The Subheroes Chapter 3: Henhouse of Buggin’
Diz frowns. “Do you think we need The Nose?”
“I think we might need The Nose, and I think better safe than sorry.”
“Sure, but if we don’t end up using her and she has to” — we’re at the door to Starbucks, so Diz lowers his voice — “you know. It’s not good.”
“Hey, I don’t love telling her to prep if we don’t know for sure we’re going to need her either, but, you know, that’s the job, she knows that.”
“She knows that, it’s explaining it to Jenny that’s the issue.”
“See, but this is where you run into problems, because you ‘explain it’ to Jenny instead of just telling her to do it.”

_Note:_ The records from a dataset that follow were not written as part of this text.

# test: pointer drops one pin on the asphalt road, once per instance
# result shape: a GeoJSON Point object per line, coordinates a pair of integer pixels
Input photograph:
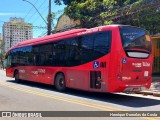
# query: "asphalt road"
{"type": "Point", "coordinates": [30, 96]}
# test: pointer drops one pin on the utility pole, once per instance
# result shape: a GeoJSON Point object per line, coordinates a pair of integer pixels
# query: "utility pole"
{"type": "Point", "coordinates": [49, 18]}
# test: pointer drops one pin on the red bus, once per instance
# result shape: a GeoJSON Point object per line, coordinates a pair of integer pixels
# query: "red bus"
{"type": "Point", "coordinates": [113, 58]}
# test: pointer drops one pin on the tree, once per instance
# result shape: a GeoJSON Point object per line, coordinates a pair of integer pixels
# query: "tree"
{"type": "Point", "coordinates": [91, 13]}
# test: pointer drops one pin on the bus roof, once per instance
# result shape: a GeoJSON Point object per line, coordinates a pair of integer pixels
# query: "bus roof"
{"type": "Point", "coordinates": [59, 36]}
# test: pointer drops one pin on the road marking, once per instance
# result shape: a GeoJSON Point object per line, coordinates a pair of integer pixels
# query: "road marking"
{"type": "Point", "coordinates": [92, 105]}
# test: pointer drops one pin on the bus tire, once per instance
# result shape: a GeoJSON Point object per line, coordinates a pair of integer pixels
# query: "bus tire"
{"type": "Point", "coordinates": [16, 76]}
{"type": "Point", "coordinates": [60, 83]}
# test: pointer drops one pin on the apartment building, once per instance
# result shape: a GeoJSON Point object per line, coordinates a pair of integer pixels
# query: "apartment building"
{"type": "Point", "coordinates": [16, 30]}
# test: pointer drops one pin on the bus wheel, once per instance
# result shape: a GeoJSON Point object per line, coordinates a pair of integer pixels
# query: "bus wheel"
{"type": "Point", "coordinates": [16, 75]}
{"type": "Point", "coordinates": [60, 83]}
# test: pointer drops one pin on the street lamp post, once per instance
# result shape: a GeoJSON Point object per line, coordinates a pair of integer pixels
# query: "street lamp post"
{"type": "Point", "coordinates": [49, 16]}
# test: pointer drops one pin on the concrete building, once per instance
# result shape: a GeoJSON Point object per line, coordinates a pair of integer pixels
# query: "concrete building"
{"type": "Point", "coordinates": [16, 30]}
{"type": "Point", "coordinates": [65, 23]}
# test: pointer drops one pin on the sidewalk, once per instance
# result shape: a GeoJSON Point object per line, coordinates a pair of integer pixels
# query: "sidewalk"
{"type": "Point", "coordinates": [154, 89]}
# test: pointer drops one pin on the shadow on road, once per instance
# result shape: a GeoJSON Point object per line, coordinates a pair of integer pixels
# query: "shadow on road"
{"type": "Point", "coordinates": [124, 100]}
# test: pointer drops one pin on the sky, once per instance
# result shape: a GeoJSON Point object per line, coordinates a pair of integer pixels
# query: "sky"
{"type": "Point", "coordinates": [22, 9]}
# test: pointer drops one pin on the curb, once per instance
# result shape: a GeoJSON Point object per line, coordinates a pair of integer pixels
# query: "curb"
{"type": "Point", "coordinates": [156, 94]}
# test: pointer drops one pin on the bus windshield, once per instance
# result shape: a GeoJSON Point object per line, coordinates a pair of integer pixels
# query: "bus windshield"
{"type": "Point", "coordinates": [136, 42]}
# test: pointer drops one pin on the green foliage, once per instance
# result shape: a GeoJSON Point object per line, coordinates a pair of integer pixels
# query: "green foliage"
{"type": "Point", "coordinates": [93, 13]}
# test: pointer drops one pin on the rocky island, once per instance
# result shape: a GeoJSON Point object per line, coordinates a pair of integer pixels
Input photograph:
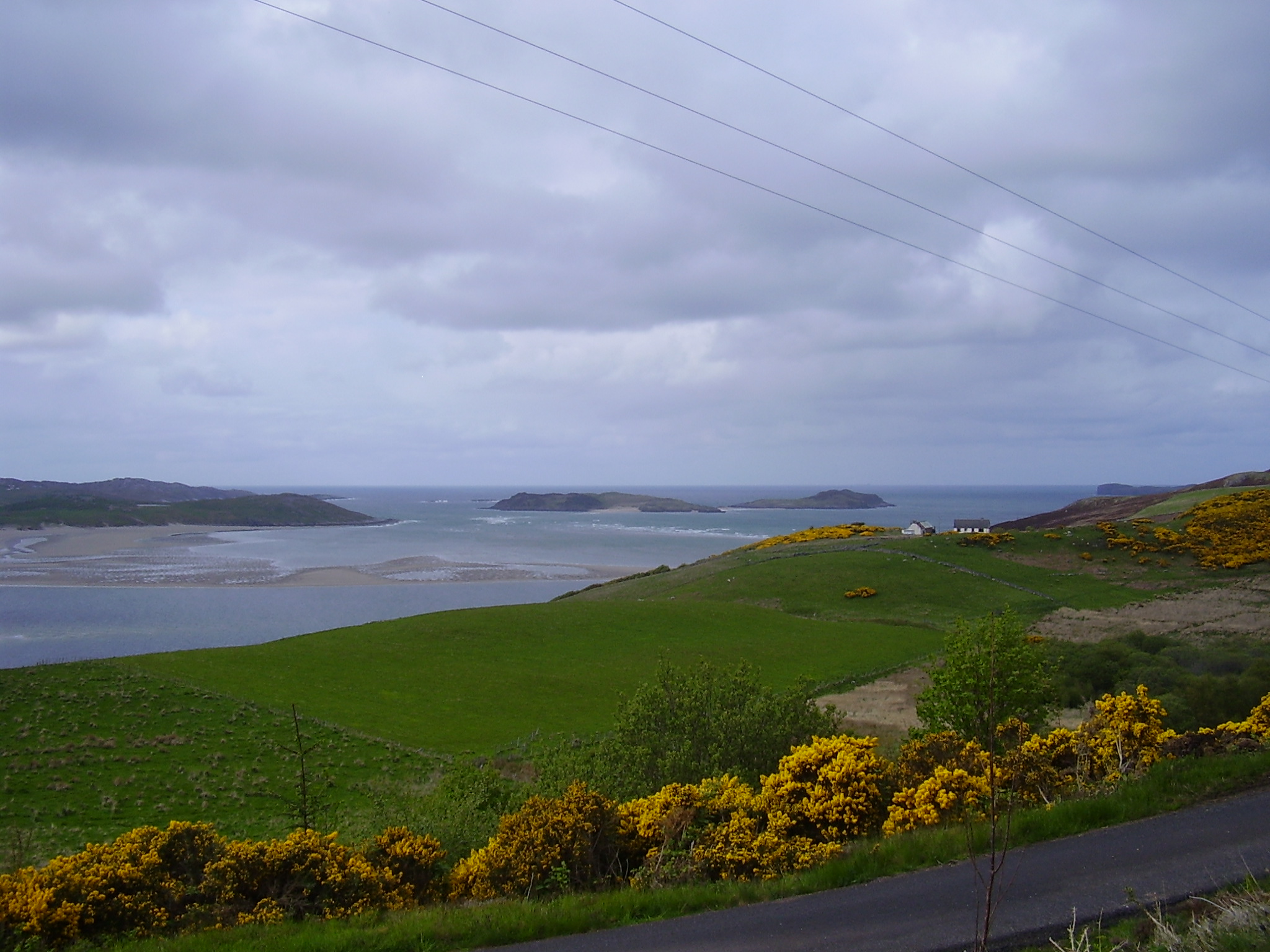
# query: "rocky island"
{"type": "Point", "coordinates": [830, 499]}
{"type": "Point", "coordinates": [596, 501]}
{"type": "Point", "coordinates": [133, 501]}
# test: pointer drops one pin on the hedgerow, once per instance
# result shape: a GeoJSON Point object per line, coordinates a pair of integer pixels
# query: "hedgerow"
{"type": "Point", "coordinates": [822, 796]}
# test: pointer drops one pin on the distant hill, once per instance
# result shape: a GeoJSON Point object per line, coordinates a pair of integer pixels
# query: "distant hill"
{"type": "Point", "coordinates": [595, 501]}
{"type": "Point", "coordinates": [1157, 506]}
{"type": "Point", "coordinates": [830, 499]}
{"type": "Point", "coordinates": [130, 490]}
{"type": "Point", "coordinates": [252, 509]}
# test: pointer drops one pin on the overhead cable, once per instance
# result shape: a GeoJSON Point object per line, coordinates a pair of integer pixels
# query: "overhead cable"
{"type": "Point", "coordinates": [840, 172]}
{"type": "Point", "coordinates": [940, 156]}
{"type": "Point", "coordinates": [756, 186]}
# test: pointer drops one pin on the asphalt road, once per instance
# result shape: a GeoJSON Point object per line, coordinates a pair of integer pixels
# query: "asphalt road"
{"type": "Point", "coordinates": [1098, 875]}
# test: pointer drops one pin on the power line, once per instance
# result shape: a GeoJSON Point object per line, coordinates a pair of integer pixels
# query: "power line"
{"type": "Point", "coordinates": [756, 186]}
{"type": "Point", "coordinates": [837, 172]}
{"type": "Point", "coordinates": [941, 157]}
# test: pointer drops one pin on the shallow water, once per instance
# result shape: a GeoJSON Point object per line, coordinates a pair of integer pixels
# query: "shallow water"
{"type": "Point", "coordinates": [40, 624]}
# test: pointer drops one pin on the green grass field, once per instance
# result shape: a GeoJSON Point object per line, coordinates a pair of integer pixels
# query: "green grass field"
{"type": "Point", "coordinates": [481, 678]}
{"type": "Point", "coordinates": [1185, 500]}
{"type": "Point", "coordinates": [103, 747]}
{"type": "Point", "coordinates": [1168, 786]}
{"type": "Point", "coordinates": [920, 582]}
{"type": "Point", "coordinates": [88, 751]}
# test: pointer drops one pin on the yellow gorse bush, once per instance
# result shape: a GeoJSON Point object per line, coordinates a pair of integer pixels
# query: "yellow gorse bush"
{"type": "Point", "coordinates": [549, 844]}
{"type": "Point", "coordinates": [135, 884]}
{"type": "Point", "coordinates": [945, 795]}
{"type": "Point", "coordinates": [824, 532]}
{"type": "Point", "coordinates": [1223, 532]}
{"type": "Point", "coordinates": [821, 796]}
{"type": "Point", "coordinates": [1256, 724]}
{"type": "Point", "coordinates": [187, 875]}
{"type": "Point", "coordinates": [831, 788]}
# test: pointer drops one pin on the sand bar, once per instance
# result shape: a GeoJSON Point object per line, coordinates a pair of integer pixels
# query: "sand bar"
{"type": "Point", "coordinates": [186, 555]}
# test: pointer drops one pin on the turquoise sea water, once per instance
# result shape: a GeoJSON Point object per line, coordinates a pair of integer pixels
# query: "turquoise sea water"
{"type": "Point", "coordinates": [450, 523]}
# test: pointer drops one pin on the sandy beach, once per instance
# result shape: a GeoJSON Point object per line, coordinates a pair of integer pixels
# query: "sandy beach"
{"type": "Point", "coordinates": [186, 555]}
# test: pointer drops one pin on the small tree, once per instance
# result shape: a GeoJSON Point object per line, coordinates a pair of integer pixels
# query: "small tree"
{"type": "Point", "coordinates": [705, 721]}
{"type": "Point", "coordinates": [309, 800]}
{"type": "Point", "coordinates": [991, 673]}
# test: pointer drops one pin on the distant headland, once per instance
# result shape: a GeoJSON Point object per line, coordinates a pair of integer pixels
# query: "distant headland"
{"type": "Point", "coordinates": [1165, 503]}
{"type": "Point", "coordinates": [830, 499]}
{"type": "Point", "coordinates": [135, 501]}
{"type": "Point", "coordinates": [596, 501]}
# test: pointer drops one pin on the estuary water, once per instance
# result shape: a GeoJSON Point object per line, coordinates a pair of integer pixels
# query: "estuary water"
{"type": "Point", "coordinates": [445, 550]}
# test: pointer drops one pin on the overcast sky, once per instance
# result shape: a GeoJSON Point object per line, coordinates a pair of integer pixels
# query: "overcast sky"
{"type": "Point", "coordinates": [239, 248]}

“No, that’s where you run into problems, because you tell Jenny to do it and she gets all pissed off.”
“Noooo, that’s where Jenny runs into problems, because I don’t give a shit if Jenny gets all pissed off, fuck her in the ear. Split a scone?”
“Sure.”
“What?”
“Nothing.”
“What?”
“Nothing! Except don’t pretend you don’t care — you just did that thing with your neck.”
“I did not do that thing with — I don’t have a thing with my neck, and anyway, if Jenny wants to get all over-involved and think she’s that, that guy, from Rocky, his friend with the hat –”
“See, this is what I’m talking about.” Diz hands me the coffee tray and goes ahead to hold the door. “You’re like, I don’t care Jenny whatever, but then you’re calling her Burt Young and slamming doors –”
“She thinks she’s Burt Young.”
“How come you always tell me to call, then?”
“Because –”
“And how come you hover over me while I’m talking to her, making gestures to tell her to –”
“I don’t hover.”
“What happened the last time I called over there.”
“You called and I, I, I asked how it went! What, now I’m not allowed to ask –”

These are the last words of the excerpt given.